Hyde B. (2020) Constructivist and constructionist epistemologies in a globalised world: Clarifying the constructs [Constructivism]. In: Zajda J. (ed.) Globalisation, ideology and education reforms. Globalisation, Comparative Education and Policy Research, vol 20. Springer, Dordrecht: 125–138. Fulltext at https://cepa.info/7274
This chapter sets out to provide conceptual clarity around these two epistemological stances by comparing constructivism with constructionism in relation to three particular categories – (1) their origins and epistemological premises, (2) their ontologies, and (3) their purposes. It then proceeds to articulate some implications concerning the use of each epistemology to contribute to research in the field of education and to the notion of globalisation more generally. It notes in particular the positive contribution of constructionism in bringing about educational reforms and in taking a critical view towards the taken-for-granted notion of globalisation discourses.
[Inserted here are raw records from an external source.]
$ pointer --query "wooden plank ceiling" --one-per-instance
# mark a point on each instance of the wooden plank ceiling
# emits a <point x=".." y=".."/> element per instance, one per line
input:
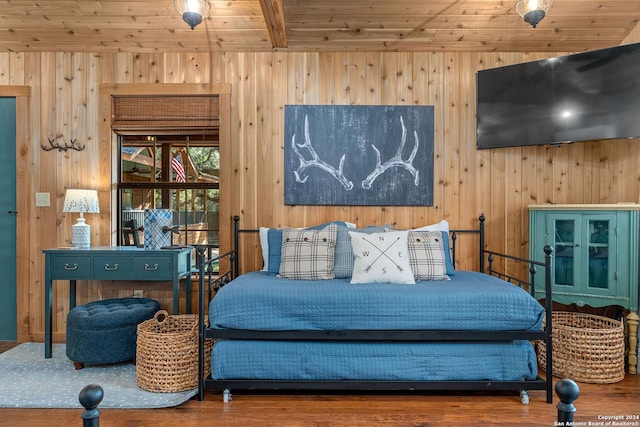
<point x="312" y="25"/>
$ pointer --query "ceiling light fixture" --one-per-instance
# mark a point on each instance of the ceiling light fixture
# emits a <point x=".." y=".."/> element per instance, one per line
<point x="533" y="11"/>
<point x="193" y="11"/>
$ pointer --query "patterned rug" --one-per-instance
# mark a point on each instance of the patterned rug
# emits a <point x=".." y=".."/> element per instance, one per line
<point x="28" y="380"/>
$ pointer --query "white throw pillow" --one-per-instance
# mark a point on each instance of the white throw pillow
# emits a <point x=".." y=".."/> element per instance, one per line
<point x="381" y="258"/>
<point x="441" y="226"/>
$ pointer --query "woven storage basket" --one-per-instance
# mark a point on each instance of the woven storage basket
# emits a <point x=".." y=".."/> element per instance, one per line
<point x="586" y="348"/>
<point x="167" y="353"/>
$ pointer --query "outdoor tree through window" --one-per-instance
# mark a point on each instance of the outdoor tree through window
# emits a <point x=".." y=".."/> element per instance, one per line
<point x="176" y="172"/>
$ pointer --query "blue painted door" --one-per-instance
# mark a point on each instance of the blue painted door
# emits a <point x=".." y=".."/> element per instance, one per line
<point x="8" y="325"/>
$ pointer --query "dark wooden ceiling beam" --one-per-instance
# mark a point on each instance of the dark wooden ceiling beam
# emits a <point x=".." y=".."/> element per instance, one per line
<point x="273" y="12"/>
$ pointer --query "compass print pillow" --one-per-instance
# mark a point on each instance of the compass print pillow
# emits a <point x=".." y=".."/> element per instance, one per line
<point x="381" y="258"/>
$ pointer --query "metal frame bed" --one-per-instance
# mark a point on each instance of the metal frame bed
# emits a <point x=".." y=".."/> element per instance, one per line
<point x="212" y="280"/>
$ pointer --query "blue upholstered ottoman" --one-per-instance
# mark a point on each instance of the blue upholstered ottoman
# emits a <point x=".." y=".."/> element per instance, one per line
<point x="104" y="331"/>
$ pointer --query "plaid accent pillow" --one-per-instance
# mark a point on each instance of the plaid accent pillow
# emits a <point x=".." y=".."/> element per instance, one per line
<point x="308" y="254"/>
<point x="426" y="255"/>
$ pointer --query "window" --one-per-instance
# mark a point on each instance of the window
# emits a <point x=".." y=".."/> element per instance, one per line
<point x="179" y="172"/>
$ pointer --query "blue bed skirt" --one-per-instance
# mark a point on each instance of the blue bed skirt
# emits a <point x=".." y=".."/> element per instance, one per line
<point x="285" y="360"/>
<point x="469" y="301"/>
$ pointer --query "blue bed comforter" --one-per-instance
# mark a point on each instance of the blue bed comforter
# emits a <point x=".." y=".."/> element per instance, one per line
<point x="469" y="301"/>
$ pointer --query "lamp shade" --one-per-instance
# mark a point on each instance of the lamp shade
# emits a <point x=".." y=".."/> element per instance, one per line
<point x="193" y="11"/>
<point x="81" y="201"/>
<point x="533" y="11"/>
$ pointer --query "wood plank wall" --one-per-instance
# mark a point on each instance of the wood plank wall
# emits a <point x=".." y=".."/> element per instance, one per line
<point x="499" y="183"/>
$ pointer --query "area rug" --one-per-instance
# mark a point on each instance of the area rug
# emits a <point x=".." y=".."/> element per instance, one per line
<point x="28" y="380"/>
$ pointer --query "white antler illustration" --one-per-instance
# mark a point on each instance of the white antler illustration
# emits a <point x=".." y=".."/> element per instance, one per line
<point x="316" y="161"/>
<point x="396" y="161"/>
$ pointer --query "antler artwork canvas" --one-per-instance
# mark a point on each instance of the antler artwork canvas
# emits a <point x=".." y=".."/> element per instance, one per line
<point x="358" y="155"/>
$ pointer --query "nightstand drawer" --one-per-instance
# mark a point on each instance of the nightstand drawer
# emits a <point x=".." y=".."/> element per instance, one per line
<point x="112" y="267"/>
<point x="71" y="267"/>
<point x="152" y="268"/>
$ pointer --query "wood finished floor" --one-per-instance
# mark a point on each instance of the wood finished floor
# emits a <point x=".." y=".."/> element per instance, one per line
<point x="380" y="409"/>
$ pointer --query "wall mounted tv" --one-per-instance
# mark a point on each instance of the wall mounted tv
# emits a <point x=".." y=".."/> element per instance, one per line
<point x="581" y="97"/>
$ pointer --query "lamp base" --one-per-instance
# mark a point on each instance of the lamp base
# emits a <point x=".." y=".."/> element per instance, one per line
<point x="81" y="234"/>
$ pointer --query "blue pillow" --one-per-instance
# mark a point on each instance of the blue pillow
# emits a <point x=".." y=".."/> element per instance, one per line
<point x="447" y="254"/>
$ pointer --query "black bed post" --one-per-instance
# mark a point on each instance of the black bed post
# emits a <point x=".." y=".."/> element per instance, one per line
<point x="90" y="397"/>
<point x="236" y="232"/>
<point x="481" y="219"/>
<point x="568" y="391"/>
<point x="201" y="251"/>
<point x="548" y="302"/>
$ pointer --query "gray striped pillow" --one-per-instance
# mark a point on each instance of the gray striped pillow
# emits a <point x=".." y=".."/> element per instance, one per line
<point x="308" y="254"/>
<point x="426" y="255"/>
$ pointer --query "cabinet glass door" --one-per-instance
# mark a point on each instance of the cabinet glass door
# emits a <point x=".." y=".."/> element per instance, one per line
<point x="565" y="243"/>
<point x="598" y="253"/>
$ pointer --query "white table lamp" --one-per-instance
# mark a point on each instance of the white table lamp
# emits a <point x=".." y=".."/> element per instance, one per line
<point x="81" y="201"/>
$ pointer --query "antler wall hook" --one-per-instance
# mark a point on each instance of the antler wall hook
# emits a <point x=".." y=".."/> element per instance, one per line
<point x="64" y="146"/>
It shows how constructionism can make a positive contribution to research agendas that seek to bring about educational reform to improve the quality of teaching and learning and contribute to the betterment of societies precisely because it questions the very notions of globalisation, competitive market forces and the universalising of markets and production. Constructionist pedagogies may then be discerned and implemented as the result of the correct alignment of the theoretical perspective, research methodology and data collecting strategies with the constructionist epistemology. In making the important distinction between constructivism and constructionism, this chapter makes a significant contribution to the refinement of theories of knowledge, and to their usage in qualitative research in education to bring about improved learning and teaching to contribute positively to the betterment of societies in a globalised world.